Yeah, a hint might help for that error message. But since it doesn't, a
quick way for problems like this is to increase log_error_verbosity to
verbose, trigger the error again. Then the sourcefile and linenumber are
logged as well. If it is then still unclear what's causing the error,
you can use that information in gdb to set a breakpoint on that source
location.
> In case it's helpful, the full extension code (without the
> non-functioning attempts at adding == to the index) is here:
> http://rdkit.svn.sourceforge.net/viewvc/rdkit/trunk/Code/PgSQL/rdkit/
If you take a look at
http://rdkit.svn.sourceforge.net/viewvc/rdkit/trunk/Code/PgSQL/rdkit/rdkit_gist.c?revision=1481&view=markup
and then line 651: that's the error being thrown. You need to extend
gmol_consistent to handle the strategy 6 number.

regards,
Yeb Havinga


Re: GiST indexing question

От
Greg Landrum
Дата:
Dear Yeb,

Thanks for the answer.

On Sat, Dec 11, 2010 at 3:10 PM, Yeb Havinga <yebhavinga@gmail.com> wrote:
> On 2010-12-11 06:09, Greg Landrum wrote:
>> I guess I must be doing something stupid, but neither the docs nor the
>> internet have been particularly helpful in letting me know what.
>
> Yeah, a hint might help for that error message.
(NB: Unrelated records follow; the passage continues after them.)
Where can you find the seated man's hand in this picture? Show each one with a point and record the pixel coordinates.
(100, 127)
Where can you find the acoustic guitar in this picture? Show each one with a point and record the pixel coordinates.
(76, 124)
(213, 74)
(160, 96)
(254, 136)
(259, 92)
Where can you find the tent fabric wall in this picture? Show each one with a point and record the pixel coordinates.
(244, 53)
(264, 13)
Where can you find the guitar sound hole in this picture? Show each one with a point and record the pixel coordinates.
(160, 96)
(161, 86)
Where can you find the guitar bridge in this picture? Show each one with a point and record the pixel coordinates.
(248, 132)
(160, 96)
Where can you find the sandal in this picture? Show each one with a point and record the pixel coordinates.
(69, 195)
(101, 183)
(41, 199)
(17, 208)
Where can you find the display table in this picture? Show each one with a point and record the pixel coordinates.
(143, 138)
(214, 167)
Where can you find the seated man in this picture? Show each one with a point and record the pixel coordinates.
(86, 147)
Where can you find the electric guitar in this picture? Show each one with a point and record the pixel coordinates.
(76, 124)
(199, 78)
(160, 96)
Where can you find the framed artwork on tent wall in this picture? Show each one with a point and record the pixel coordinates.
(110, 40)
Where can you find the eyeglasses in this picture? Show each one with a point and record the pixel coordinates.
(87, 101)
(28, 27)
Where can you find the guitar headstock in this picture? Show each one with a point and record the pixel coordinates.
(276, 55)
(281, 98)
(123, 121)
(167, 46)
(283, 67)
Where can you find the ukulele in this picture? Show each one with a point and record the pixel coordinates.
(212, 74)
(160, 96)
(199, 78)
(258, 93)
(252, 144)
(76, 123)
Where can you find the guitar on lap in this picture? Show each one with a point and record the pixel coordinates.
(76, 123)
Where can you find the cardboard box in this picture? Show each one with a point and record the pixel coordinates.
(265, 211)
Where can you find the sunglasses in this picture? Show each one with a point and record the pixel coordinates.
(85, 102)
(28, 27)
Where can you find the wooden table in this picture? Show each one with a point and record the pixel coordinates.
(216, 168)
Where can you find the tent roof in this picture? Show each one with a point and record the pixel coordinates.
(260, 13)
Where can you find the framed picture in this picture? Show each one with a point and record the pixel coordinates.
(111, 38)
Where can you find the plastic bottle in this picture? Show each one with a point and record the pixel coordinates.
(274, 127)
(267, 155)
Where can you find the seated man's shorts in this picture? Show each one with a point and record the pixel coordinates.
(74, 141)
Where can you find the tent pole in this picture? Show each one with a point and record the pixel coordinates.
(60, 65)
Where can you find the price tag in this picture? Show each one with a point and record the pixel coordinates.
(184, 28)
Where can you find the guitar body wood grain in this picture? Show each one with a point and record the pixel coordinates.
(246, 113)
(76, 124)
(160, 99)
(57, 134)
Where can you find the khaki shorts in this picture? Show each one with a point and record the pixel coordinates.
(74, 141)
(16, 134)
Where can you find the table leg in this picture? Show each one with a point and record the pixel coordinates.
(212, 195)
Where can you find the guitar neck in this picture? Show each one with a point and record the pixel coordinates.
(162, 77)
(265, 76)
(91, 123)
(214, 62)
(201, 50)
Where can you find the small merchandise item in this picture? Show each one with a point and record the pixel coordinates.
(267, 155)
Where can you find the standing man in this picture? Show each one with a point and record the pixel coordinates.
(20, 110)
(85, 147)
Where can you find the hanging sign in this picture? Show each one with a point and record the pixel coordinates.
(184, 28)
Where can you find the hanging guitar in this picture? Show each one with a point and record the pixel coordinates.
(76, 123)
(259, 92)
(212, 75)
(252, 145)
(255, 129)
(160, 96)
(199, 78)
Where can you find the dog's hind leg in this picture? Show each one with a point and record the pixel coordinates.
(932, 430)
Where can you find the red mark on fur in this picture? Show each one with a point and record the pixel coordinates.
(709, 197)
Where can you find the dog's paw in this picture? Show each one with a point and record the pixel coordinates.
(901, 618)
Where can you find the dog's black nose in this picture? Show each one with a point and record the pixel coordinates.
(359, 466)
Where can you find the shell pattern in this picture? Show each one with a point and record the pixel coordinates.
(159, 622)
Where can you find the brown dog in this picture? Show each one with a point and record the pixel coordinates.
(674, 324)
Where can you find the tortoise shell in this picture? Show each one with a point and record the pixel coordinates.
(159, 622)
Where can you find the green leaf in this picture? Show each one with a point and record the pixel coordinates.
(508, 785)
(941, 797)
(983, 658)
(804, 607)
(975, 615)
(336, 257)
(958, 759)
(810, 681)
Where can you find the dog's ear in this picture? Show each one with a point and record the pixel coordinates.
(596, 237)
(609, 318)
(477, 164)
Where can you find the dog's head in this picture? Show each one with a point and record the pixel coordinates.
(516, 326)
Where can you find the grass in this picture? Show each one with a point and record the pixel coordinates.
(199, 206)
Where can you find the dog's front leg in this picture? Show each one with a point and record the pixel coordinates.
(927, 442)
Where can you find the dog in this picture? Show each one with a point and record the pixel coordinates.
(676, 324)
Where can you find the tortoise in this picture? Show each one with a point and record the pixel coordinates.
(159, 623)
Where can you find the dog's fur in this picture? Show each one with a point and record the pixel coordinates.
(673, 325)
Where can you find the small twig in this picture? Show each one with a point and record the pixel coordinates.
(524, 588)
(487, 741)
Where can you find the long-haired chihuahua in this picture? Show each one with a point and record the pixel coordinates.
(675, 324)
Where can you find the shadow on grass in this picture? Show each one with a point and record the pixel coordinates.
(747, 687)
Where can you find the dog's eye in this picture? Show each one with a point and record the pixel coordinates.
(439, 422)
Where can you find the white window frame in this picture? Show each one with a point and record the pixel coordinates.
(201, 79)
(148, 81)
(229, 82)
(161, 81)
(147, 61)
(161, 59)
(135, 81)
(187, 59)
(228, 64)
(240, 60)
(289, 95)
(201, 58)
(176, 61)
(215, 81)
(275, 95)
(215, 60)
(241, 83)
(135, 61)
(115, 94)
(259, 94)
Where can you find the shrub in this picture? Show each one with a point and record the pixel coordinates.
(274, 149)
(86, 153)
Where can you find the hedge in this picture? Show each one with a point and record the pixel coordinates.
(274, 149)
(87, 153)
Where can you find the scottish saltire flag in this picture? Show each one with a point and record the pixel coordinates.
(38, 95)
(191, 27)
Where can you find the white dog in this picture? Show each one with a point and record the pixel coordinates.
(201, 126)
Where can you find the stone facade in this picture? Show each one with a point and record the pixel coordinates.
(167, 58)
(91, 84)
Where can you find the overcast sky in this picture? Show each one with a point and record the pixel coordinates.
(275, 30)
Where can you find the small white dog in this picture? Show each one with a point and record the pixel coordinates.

But since it doesn't, a
> quick way for problems like this is to increase log_error_verbosity to
> verbose, trigger the error again. Then the sourcefile and linenumber are
> logged as well. If it is then still unclear what's causing the error, you
> can use that information in gdb to set a breakpoint on that source location.
>>
>> In case it's helpful, the full extension code (without the
>> non-functioning attempts at adding == to the index) is here:
>> http://rdkit.svn.sourceforge.net/viewvc/rdkit/trunk/Code/PgSQL/rdkit/
>
> If you take a look at
> http://rdkit.svn.sourceforge.net/viewvc/rdkit/trunk/Code/PgSQL/rdkit/rdkit_gist.c?revision=1481&view=markup
> and then line 651: that's the error being thrown. You need to extend
> gmol_consistent to handle the strategy 6 number.

Doh! That was it. No big wonder I couldn't find anything helpful on
the 'net. Now I'm really glad I included the link to the code.

Thanks again for both the answer and for providing a description of
how to track down future problems.

Best Regards,
-greg